Not sure if this will work, but worth a shot.
Pull the perimeter curves of each surface and create a polycurve thereof. Offset the PolyCurve by half of the separation distance. Patch them and union into a single surface with a Surface.ByUnion node. The result should be a polysurface.
Next extract the perimeter curves of that surface, and join the curves into polycurves. Then patch those polycurves into surfaces. You should have a surface for each ‘grouping’.
For each patched surface get the intersecting surfaces from the original set (Geometry.DoesIntersect into a List.FilterByBoolMask node to filter the original surfaces).

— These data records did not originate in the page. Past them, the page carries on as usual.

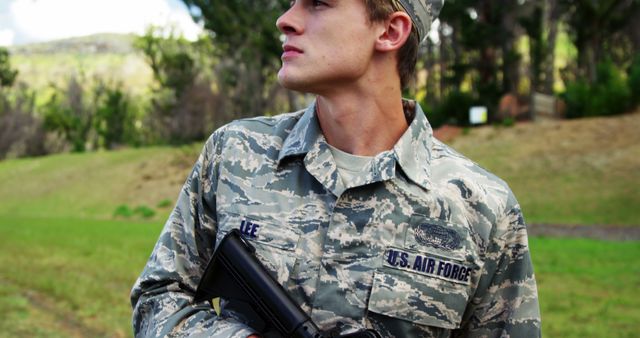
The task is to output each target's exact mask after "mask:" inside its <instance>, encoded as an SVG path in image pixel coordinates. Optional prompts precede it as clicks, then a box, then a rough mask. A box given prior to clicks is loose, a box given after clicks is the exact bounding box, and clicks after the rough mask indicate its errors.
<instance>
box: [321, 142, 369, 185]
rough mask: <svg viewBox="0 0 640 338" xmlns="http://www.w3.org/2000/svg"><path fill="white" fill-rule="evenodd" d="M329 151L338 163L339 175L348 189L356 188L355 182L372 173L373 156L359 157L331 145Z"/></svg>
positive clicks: (336, 162) (355, 155) (338, 173)
mask: <svg viewBox="0 0 640 338" xmlns="http://www.w3.org/2000/svg"><path fill="white" fill-rule="evenodd" d="M328 145H329V149H330V150H331V154H332V155H333V159H334V160H335V161H336V166H337V167H338V174H339V175H340V178H341V179H342V182H343V183H344V185H345V186H346V187H352V186H354V184H353V182H354V181H355V180H356V178H358V177H361V176H362V175H367V174H368V173H369V172H370V171H371V163H372V162H373V156H358V155H353V154H349V153H347V152H344V151H342V150H340V149H338V148H336V147H334V146H332V145H330V144H328Z"/></svg>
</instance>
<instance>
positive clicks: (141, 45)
mask: <svg viewBox="0 0 640 338" xmlns="http://www.w3.org/2000/svg"><path fill="white" fill-rule="evenodd" d="M165 33H166V32H165V31H164V30H162V29H160V28H159V27H153V26H152V27H149V28H148V29H147V31H146V32H145V34H144V35H142V36H140V37H138V38H137V39H136V40H135V41H134V46H135V47H136V48H137V49H138V50H140V51H142V52H143V53H144V55H145V57H146V58H147V61H148V63H149V66H151V69H152V70H153V76H154V79H155V80H156V81H157V82H158V84H159V85H160V88H168V89H171V90H173V92H174V94H175V95H176V96H177V97H180V96H181V95H182V94H183V93H184V91H185V90H186V89H187V88H188V87H189V86H191V85H192V84H193V82H194V81H195V78H196V75H197V69H196V64H195V59H194V56H193V47H192V44H191V43H190V42H189V41H187V40H186V39H185V38H183V37H176V36H174V35H173V33H172V32H169V36H168V37H166V38H165V37H163V35H164V34H165Z"/></svg>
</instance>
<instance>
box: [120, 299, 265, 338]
mask: <svg viewBox="0 0 640 338" xmlns="http://www.w3.org/2000/svg"><path fill="white" fill-rule="evenodd" d="M158 292H159V291H150V292H147V293H145V294H144V295H142V296H141V297H140V298H138V299H137V302H136V305H135V307H134V312H133V329H134V335H135V337H166V336H171V337H187V336H188V337H200V336H202V337H220V338H223V337H238V338H240V337H241V338H245V337H247V336H248V335H250V334H251V333H253V332H255V331H254V330H252V329H251V328H249V327H248V326H246V325H244V324H243V323H241V322H239V321H237V320H236V319H234V318H230V317H226V318H223V317H220V316H218V315H217V314H216V313H215V311H214V310H213V309H212V308H211V307H210V306H209V304H208V303H206V302H201V303H198V304H193V303H191V299H192V297H191V295H187V294H184V293H182V292H171V291H165V292H160V293H158Z"/></svg>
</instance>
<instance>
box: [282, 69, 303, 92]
mask: <svg viewBox="0 0 640 338" xmlns="http://www.w3.org/2000/svg"><path fill="white" fill-rule="evenodd" d="M278 83H280V85H281V86H283V87H284V88H287V89H289V90H295V91H298V92H308V89H309V88H308V87H309V83H308V81H305V80H304V78H303V79H300V78H297V77H296V76H292V75H291V74H285V73H284V72H283V71H282V70H280V72H279V73H278Z"/></svg>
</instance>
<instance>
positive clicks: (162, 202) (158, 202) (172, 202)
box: [156, 199, 173, 209]
mask: <svg viewBox="0 0 640 338" xmlns="http://www.w3.org/2000/svg"><path fill="white" fill-rule="evenodd" d="M172 204H173V202H172V201H171V200H170V199H163V200H162V201H160V202H158V205H157V206H156V207H158V208H160V209H164V208H168V207H170V206H171V205H172Z"/></svg>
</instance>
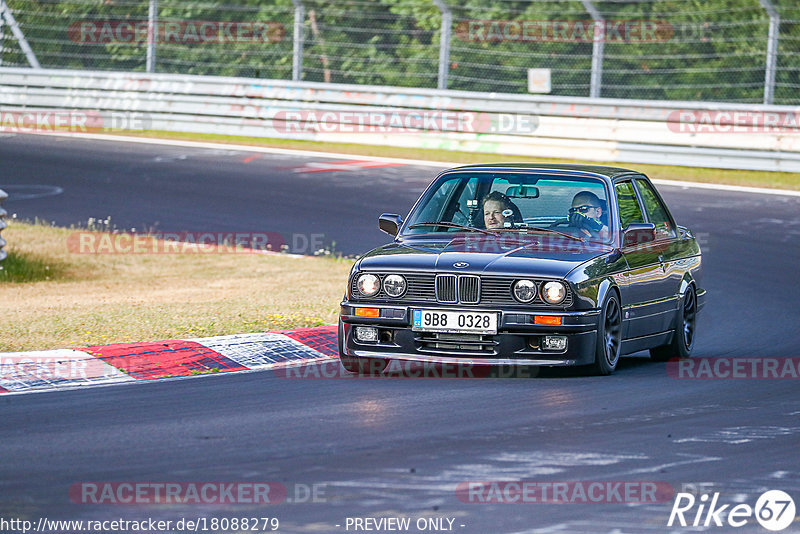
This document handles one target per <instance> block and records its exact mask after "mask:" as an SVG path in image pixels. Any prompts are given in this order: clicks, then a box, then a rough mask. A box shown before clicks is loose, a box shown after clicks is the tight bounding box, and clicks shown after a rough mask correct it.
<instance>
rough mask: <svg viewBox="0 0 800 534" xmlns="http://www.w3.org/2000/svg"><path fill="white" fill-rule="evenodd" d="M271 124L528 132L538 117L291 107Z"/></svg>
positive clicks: (376, 129) (281, 127)
mask: <svg viewBox="0 0 800 534" xmlns="http://www.w3.org/2000/svg"><path fill="white" fill-rule="evenodd" d="M272 127H273V129H274V130H275V131H276V132H281V133H351V134H352V133H392V134H396V133H405V134H415V133H416V134H418V133H421V132H426V131H436V132H462V133H496V134H530V133H533V132H535V131H536V129H537V128H538V127H539V117H538V116H536V115H529V114H524V113H478V112H474V111H447V110H427V111H425V110H408V109H387V110H380V111H364V110H358V109H346V110H331V111H317V110H293V111H278V112H277V113H276V114H275V116H274V117H273V118H272Z"/></svg>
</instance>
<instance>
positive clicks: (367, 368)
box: [338, 319, 388, 375]
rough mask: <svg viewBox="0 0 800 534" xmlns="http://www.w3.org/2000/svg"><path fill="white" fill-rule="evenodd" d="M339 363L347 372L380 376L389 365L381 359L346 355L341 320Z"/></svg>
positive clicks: (342, 325)
mask: <svg viewBox="0 0 800 534" xmlns="http://www.w3.org/2000/svg"><path fill="white" fill-rule="evenodd" d="M338 338H339V361H340V362H341V363H342V367H344V368H345V370H346V371H349V372H351V373H355V374H359V375H372V374H380V373H381V372H383V370H384V369H385V368H386V364H387V363H388V362H387V361H386V360H384V359H381V358H359V357H358V356H348V355H346V354H345V353H344V323H343V322H342V320H341V319H339V336H338Z"/></svg>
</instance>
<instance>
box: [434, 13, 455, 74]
mask: <svg viewBox="0 0 800 534" xmlns="http://www.w3.org/2000/svg"><path fill="white" fill-rule="evenodd" d="M433 3H434V4H436V7H438V8H439V12H440V13H441V14H442V30H441V32H440V33H441V36H440V42H439V82H438V84H437V87H438V88H439V89H447V76H448V74H449V73H450V31H451V29H452V26H453V12H452V11H450V6H448V5H447V2H446V0H433Z"/></svg>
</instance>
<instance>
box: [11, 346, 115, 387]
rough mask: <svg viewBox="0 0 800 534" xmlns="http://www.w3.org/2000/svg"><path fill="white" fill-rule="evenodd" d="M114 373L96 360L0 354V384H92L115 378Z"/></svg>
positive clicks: (34, 352)
mask: <svg viewBox="0 0 800 534" xmlns="http://www.w3.org/2000/svg"><path fill="white" fill-rule="evenodd" d="M117 374H118V372H117V371H116V369H114V368H113V367H111V366H109V365H106V364H105V362H103V360H101V359H98V358H88V357H87V358H81V359H76V358H75V357H74V356H71V355H70V356H67V355H65V356H63V357H59V356H57V355H52V354H47V353H41V354H37V353H36V352H33V353H30V352H29V353H6V354H0V384H2V383H8V384H15V383H36V382H60V381H78V382H82V381H94V380H104V379H108V378H112V377H114V376H116V375H117Z"/></svg>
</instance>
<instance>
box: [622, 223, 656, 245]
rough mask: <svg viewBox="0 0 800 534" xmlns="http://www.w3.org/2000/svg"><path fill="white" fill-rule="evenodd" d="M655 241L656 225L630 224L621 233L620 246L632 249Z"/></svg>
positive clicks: (645, 224)
mask: <svg viewBox="0 0 800 534" xmlns="http://www.w3.org/2000/svg"><path fill="white" fill-rule="evenodd" d="M655 240H656V225H655V224H653V223H631V224H629V225H628V227H627V228H625V230H623V232H622V246H623V247H633V246H636V245H641V244H642V243H651V242H653V241H655Z"/></svg>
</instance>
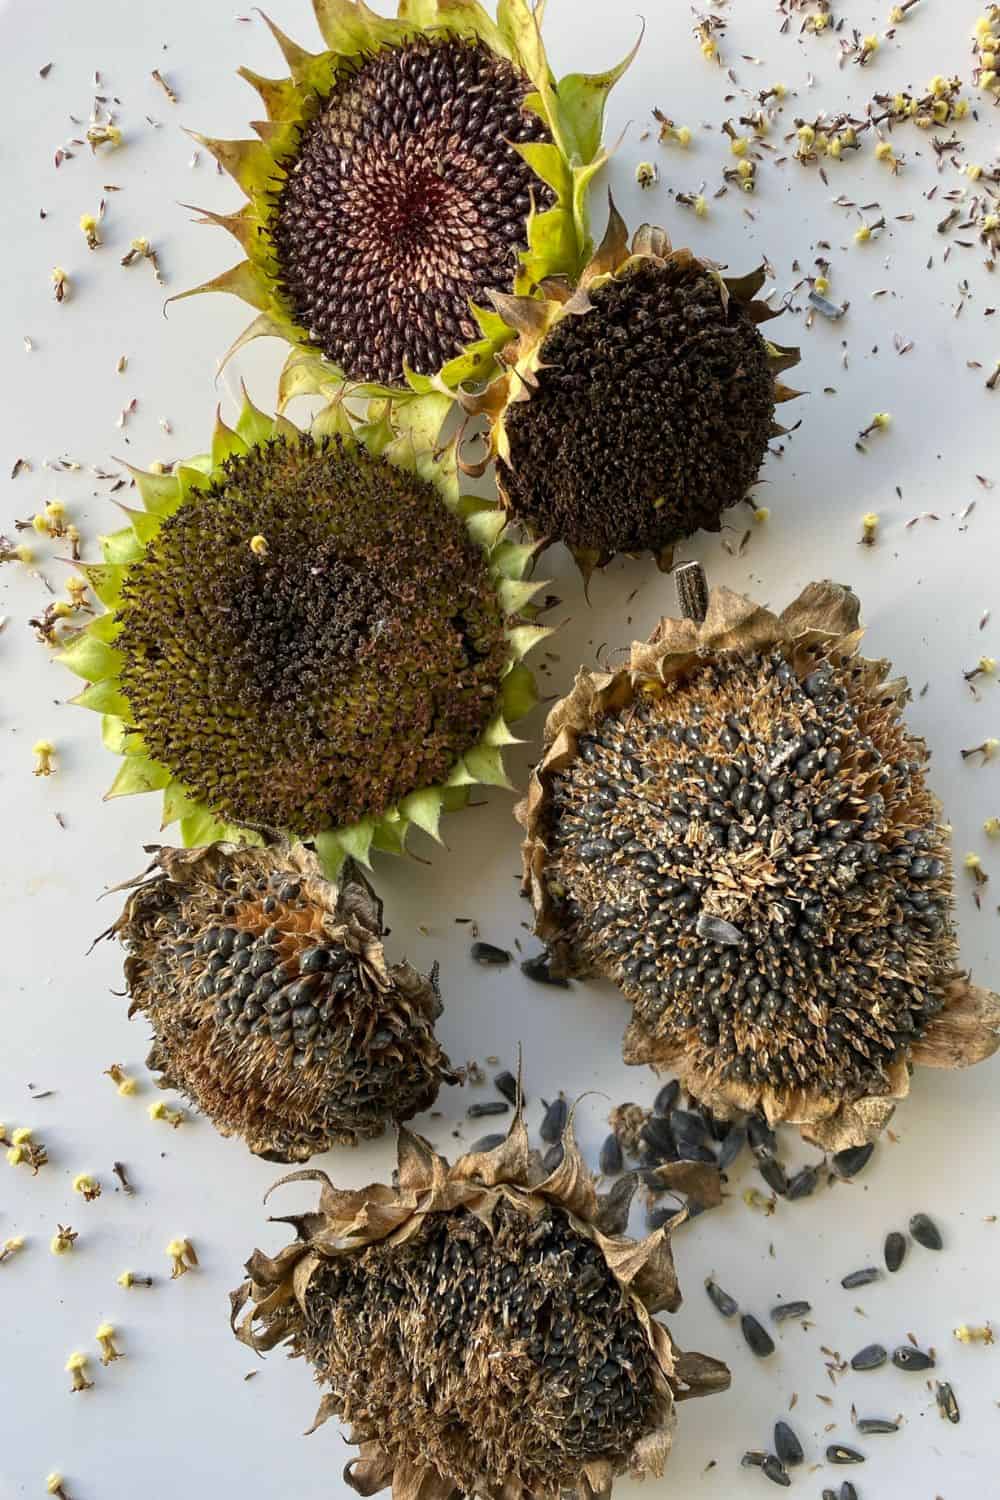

Now take the bounding box by minimum volume for each group of surfaces.
Hi Najwan,
I think I have the solution for the second half of your question (Generating the boundary around your merged geometries), my approach is to extract the list of all points in the boundary of each geometry, then merge it with all points of the boundary of the second geometry.
Now that you have a combined list of all points of these two geometries, you can extract the X coordinates in a separate list (Point.X node) and the Y coordinates (Point.Y node) in another list.
Once that done, extract the maximum value from the first list and the minimum value (Xmax, Xmin), do the same for the list that has the Y coordinates to extract (Ymax, Ymin)
Then, create four points using these coordinates, it should be like this:
Point 1: (Xmax, Ymax)
Point 2: (Xmin, Ymax)
Point 3: (Xmin, Ymin)
Point 4: (Xmax, Ymin)
Create a polyline using these points (Polyline.ByPoints) and do not forget to close the polyline by adding a fifth point that has the same coordinates as the first point. (when creating a polyline from points, the order of points is important, either clockwise or counterclockwise)
I hope this helps.